I always look forward to reading your journal because it is typically relevant and cutting edge. That said, I am writing you today because of my disappointment in your March-April issue of the Journal. As a local Health director for over 10 years and a current PhD student in health services research, I am very aware of the disconnect among research results, dissemination, and best practice implementation at the local level. Your journal elucidated yet again the extent to which this is a problem. My concern is the following: how many times do we locals need to hear from the folks in the academic ivory towers how we are not doing it right, before those folks actually spend some time in our shoes trying to figure out why? I do not believe it is because local health officials are stubbornly clinging to our tried and true methods, nor do I believe it is because we do not know how to understand or interpret research results.

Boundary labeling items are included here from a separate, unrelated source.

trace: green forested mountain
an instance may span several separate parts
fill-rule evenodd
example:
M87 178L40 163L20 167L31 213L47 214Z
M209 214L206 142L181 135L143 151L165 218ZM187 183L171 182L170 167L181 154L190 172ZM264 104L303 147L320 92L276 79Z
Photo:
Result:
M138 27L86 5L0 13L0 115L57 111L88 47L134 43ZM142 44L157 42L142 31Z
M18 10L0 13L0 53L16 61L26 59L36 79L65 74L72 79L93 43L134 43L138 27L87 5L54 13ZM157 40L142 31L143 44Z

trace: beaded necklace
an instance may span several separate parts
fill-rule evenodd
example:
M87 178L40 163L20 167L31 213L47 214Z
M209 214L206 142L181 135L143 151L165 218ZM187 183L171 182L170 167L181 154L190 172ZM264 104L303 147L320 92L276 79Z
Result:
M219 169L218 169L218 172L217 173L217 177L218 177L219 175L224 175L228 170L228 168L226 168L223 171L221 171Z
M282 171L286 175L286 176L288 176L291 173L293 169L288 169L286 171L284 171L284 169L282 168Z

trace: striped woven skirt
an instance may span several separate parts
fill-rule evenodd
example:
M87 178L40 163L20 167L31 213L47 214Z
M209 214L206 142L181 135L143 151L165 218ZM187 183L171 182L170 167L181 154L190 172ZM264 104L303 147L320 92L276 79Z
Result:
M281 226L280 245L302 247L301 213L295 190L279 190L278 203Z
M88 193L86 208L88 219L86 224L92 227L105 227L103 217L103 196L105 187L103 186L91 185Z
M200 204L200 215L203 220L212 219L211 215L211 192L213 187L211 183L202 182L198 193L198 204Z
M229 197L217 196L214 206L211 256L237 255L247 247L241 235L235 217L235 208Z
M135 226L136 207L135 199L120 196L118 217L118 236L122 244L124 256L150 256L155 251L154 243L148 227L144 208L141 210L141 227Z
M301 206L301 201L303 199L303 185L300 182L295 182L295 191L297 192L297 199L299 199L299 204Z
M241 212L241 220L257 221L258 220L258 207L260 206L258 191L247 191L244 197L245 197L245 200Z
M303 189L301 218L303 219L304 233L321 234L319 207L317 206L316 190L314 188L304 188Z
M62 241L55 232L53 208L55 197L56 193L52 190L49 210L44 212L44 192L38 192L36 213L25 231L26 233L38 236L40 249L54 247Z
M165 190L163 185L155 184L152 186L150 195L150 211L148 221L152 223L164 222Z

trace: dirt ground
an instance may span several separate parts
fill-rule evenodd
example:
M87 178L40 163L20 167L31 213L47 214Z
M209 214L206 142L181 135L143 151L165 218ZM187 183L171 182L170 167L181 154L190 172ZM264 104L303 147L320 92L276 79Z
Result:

I believe that just like in clinical medicine where there is a vast difference between a drug's efficacy in clinical trials and its actual effectiveness in real-world applications, a parallel exits in real-world public health. Have any academicians tried to implement a best practice obesity prevention intervention in a local community outside the scope of a research project? We cannot exclude participants because they do not meet our selection criteria and we cannot pay them to participate, only cajole. Yes, I understand the need to develop gold standard research studies to identify what works, but we are missing the implementation component. You may tell me paragraph such and so says exactly the same thing, but here is really my point: not one of the lead authors of any of the articles in this issue is currently working in local public health. You may be saying the right thing, but you have the wrong people saying it. Including even one article from the local perspective would have gone a long way to differentiate this journal issue from all the others we have seen about how locals just need more training and then we will get it right.